None of this is to deny that you can’t statistically correct for the differences in baselines in the final analysis. This is especially true if you can correct the bias with household level data (e.g. if correcting for distance to the nearest health center turns out to substantially eliminate the various biases). I would just expect there is some loss of statistical power that may have been avoidable at the design stage. Also, I don’t know anything about the literature on Randomized Control Trials; so I’m somewhat shooting from the hip and what I’m advocating may be a bad idea for some reason, or missing something important, etc.
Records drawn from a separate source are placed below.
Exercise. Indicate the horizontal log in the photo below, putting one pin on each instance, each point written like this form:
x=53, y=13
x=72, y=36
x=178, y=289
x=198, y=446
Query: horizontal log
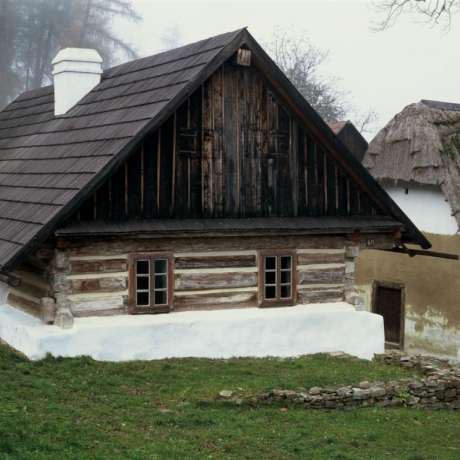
x=27, y=292
x=196, y=281
x=328, y=276
x=321, y=296
x=93, y=296
x=101, y=265
x=99, y=284
x=97, y=246
x=320, y=258
x=98, y=257
x=109, y=312
x=32, y=308
x=33, y=279
x=318, y=287
x=215, y=301
x=214, y=262
x=92, y=305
(In the above comment, “3432 zones” should be “3432 possibilities.”)
Colin and Rob – thanks for the thoughts.
The kind of constrained randomization that Colin describes is common in the statistical literature and seems like it would have been helpful in this case. There’s a literature on “rerandomization” and more generally the keywords to search for seem to be balanced randomization or stratified randomization. Relative to post-hoc regression analysis, which is what DMI is doing, some mechanism for incorporating covariates into the initial randomization process avoids bias. That said, the regression they’re doing in the case of ORT for diarrhea actually makes the treatment appear less effective than the unadjusted figures, so we are somewhat less concerned than if the adjustment was in the opposite direction. It would be helpful if DMI pre-specified in detail before the collection of final mortality what covariates they plan to include in that analysis.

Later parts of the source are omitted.